Caribbean medical school administrators say their intentions are simple: they aim to expand the opportunities for students to attend medical school, especially those with racially, socio-economic, and geographic backgrounds to people who may not have traditionally been persecuted have medical careers.

“US medical schools have more applicants than they know what to do,” said Neil Simon, president of the College of Medicine, American University of Antigua. “So why are they objecting to medical schools that are licensed and educating a much more diverse student population? Wouldn’t you think that they would receive us with open arms? “

Mr Simon said he was aware of the bias AUA graduates face when applying for residency in the United States and that he saw the stigma as unfounded. He added that international medical graduates are more likely to practice family medicine and work in underserved areas, especially in rural communities.

However, experts say that the diffusion of for-profit medical schools does not always serve the best interests of students. The Liaison Committee on Medical Education, which accredits U.S. schools, did not recognize for-profit schools until 2013 when it changed its stance following an antitrust ruling requiring the American Bar Association to accredit for-profit law schools. There is still great skepticism among medical professionals about the profit-oriented model.

“If medical students are viewed as dollar signs rather than trainees who require a lot of investment, support and guidance, it will fundamentally change these students’ educational experience and the way their education develops,” said Ms. Jenkins.

Some students at medical schools in the Caribbean said the quality of their education had deteriorated in recent years as some universities were exposed to natural disasters.

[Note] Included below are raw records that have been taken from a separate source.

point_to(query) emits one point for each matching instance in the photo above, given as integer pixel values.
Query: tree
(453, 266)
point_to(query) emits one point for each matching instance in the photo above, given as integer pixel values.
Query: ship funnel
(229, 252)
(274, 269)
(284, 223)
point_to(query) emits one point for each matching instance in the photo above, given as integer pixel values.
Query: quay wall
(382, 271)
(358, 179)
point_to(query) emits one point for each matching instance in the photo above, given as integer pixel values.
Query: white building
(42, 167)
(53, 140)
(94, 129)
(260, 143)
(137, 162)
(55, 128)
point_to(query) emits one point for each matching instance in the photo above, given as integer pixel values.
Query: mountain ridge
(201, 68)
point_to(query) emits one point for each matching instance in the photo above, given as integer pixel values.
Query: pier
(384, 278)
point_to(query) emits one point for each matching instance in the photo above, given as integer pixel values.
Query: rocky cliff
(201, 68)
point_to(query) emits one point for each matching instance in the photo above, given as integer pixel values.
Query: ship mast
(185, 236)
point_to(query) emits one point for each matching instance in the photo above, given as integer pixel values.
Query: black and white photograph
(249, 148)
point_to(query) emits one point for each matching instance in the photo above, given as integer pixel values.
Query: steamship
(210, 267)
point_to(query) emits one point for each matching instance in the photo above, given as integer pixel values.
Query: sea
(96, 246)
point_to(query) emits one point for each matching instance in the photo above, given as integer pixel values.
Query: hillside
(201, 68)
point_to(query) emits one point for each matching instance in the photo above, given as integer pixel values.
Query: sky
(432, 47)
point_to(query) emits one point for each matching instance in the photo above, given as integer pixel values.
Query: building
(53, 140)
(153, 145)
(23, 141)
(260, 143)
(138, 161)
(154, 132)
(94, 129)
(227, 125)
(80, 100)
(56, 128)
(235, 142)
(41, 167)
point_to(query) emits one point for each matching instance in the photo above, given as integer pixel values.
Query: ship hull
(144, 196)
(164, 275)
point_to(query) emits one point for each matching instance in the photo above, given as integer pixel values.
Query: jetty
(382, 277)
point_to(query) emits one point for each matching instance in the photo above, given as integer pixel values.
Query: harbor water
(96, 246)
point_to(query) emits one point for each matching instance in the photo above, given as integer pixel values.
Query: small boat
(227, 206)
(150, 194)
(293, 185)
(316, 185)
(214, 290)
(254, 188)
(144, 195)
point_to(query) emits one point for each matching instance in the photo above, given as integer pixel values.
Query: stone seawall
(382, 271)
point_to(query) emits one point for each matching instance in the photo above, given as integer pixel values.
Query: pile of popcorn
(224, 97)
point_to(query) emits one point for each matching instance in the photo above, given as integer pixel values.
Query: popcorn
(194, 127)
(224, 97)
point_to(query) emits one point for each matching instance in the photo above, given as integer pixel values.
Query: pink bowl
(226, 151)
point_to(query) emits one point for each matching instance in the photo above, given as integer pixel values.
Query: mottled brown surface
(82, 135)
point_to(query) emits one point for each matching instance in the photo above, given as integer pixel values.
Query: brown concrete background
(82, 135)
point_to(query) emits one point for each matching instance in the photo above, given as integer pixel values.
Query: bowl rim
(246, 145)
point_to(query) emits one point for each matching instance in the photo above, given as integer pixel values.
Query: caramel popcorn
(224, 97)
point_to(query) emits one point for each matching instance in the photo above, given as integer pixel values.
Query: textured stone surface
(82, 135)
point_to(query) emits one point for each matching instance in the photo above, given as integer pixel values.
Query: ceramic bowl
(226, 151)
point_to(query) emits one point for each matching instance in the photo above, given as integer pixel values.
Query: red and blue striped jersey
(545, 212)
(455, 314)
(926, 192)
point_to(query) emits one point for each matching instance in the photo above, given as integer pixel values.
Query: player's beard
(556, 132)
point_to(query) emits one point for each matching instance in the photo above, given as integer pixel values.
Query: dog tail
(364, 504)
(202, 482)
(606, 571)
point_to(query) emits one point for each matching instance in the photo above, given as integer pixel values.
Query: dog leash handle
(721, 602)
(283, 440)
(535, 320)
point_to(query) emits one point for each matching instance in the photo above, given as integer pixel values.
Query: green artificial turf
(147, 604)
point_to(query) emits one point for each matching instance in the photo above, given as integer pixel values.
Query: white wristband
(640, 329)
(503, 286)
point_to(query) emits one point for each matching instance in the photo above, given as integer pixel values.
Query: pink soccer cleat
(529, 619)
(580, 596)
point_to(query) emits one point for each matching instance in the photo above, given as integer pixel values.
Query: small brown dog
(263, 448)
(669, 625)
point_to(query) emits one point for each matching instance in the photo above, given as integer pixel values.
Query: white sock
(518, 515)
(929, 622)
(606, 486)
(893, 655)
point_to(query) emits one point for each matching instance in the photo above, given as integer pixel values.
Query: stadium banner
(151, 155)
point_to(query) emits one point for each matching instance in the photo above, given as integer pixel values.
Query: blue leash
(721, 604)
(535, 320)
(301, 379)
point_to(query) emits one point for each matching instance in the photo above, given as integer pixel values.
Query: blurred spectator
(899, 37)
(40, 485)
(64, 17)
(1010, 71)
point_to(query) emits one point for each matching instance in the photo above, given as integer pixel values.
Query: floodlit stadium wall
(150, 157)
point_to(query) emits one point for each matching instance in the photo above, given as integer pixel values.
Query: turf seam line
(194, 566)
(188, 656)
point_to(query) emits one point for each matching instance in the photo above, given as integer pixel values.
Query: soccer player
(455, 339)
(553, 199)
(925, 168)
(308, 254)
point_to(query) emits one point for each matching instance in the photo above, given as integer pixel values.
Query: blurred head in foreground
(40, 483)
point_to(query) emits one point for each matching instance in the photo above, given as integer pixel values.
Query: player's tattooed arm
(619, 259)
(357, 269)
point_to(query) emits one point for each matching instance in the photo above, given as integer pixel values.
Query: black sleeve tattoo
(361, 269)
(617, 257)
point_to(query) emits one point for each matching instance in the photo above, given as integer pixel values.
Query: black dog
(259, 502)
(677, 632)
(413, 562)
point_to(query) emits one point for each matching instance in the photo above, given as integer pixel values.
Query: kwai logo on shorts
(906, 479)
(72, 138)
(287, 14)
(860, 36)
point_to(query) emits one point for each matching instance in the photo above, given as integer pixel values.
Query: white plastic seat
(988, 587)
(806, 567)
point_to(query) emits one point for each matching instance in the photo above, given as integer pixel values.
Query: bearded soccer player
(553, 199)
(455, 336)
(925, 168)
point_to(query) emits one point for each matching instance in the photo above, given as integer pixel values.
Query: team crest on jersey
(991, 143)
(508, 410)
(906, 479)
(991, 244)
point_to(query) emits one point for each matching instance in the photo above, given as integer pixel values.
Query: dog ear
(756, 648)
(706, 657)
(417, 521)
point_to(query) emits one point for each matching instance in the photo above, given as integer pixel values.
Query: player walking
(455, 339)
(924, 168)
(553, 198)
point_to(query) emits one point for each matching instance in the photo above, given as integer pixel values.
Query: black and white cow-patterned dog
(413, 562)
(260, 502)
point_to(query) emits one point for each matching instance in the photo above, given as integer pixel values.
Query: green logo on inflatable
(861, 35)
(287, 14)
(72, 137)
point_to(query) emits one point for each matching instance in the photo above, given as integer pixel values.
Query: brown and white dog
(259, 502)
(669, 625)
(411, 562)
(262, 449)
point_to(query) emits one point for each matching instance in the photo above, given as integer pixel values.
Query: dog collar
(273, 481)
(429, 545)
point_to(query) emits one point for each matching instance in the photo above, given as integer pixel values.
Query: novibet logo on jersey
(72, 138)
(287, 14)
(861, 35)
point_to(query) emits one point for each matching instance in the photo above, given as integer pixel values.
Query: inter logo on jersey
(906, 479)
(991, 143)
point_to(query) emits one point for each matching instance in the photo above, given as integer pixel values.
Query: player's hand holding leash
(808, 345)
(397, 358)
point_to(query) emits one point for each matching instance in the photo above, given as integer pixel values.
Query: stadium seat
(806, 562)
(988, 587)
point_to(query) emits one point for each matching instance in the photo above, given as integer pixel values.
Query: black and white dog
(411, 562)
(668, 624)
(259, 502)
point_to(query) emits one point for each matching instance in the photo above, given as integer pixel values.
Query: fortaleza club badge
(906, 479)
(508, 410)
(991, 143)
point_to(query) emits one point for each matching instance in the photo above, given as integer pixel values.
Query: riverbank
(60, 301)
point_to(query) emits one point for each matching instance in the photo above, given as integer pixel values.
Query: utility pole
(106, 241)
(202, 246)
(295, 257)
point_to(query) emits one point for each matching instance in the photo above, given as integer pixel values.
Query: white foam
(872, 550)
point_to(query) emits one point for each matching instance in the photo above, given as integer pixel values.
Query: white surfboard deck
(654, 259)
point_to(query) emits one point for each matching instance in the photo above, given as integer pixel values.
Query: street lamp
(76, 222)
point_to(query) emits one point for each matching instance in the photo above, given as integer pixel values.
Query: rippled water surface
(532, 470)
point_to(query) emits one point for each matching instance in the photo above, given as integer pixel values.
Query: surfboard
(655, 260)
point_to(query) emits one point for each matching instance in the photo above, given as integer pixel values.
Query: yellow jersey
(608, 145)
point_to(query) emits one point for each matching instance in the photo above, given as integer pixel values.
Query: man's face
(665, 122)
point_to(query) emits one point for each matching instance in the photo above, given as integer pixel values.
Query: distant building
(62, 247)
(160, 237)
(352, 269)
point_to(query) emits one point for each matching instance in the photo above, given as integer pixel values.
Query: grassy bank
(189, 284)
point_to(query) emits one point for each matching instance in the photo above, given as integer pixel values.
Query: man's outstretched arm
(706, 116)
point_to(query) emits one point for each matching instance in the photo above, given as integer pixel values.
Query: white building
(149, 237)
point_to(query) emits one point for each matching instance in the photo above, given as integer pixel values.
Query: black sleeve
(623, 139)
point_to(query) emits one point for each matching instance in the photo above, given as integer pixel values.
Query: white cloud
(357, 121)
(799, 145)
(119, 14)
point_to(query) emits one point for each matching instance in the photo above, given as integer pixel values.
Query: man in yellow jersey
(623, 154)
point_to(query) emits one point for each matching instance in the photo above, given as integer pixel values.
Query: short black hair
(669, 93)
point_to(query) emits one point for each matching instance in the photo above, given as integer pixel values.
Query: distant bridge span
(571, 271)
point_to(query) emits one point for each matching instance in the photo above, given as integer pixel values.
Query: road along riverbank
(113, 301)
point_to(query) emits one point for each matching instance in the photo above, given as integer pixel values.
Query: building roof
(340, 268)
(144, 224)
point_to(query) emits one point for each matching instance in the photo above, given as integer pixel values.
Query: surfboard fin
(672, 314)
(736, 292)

When Hurricane Maria hit Dominica in 2017, where the campus of the Ross University School of Medicine was located, the school decided to offer its students accommodation on a ship that docked near St. Kitts. It sounded like an adventure to some students. But as soon as they got on the boat, they found that it was not suitable for thorough study.

With few places to study or power outlets available on the ship, Kayla, a freshman, woke up at 2 a.m. each day to find a place to study for the day. (Kayla asked to be identified by only her first name so she could freely share her experience.) Her exams were held in a room with windows overlooking the ocean waves. She and her classmates said that when they looked up from their tests, they immediately felt sick. She couldn’t take Dramamine, she said, because it made her tiredness worse. Some of her fellow students left her before the end of the semester because they could not cope with the study conditions on the ship.

“We understand that extenuating circumstances are challenging for everyone,” a spokesman for Adtalem Global Education, the parent organization of Ross University School of Medicine, said in an email. “We have taken extraordinary measures to give students the opportunity to continue their studies or to take a leave of absence until the campus facilities can be restored.”

But the combined challenges of these schools have given way to a saying, “It’s extremely easy to get into Caribbean schools,” said Dr. Abiola Ogunbiyi, a recent graduate from Trinity Medical Sciences University in Saint Vincent. “But it’s hard to get out.”

As accreditation standards evolve, Ms. Jenkins said that one of the most important things you can do to protect students is to ensure schools are transparent. “People should go into training with their eyes open,” she said.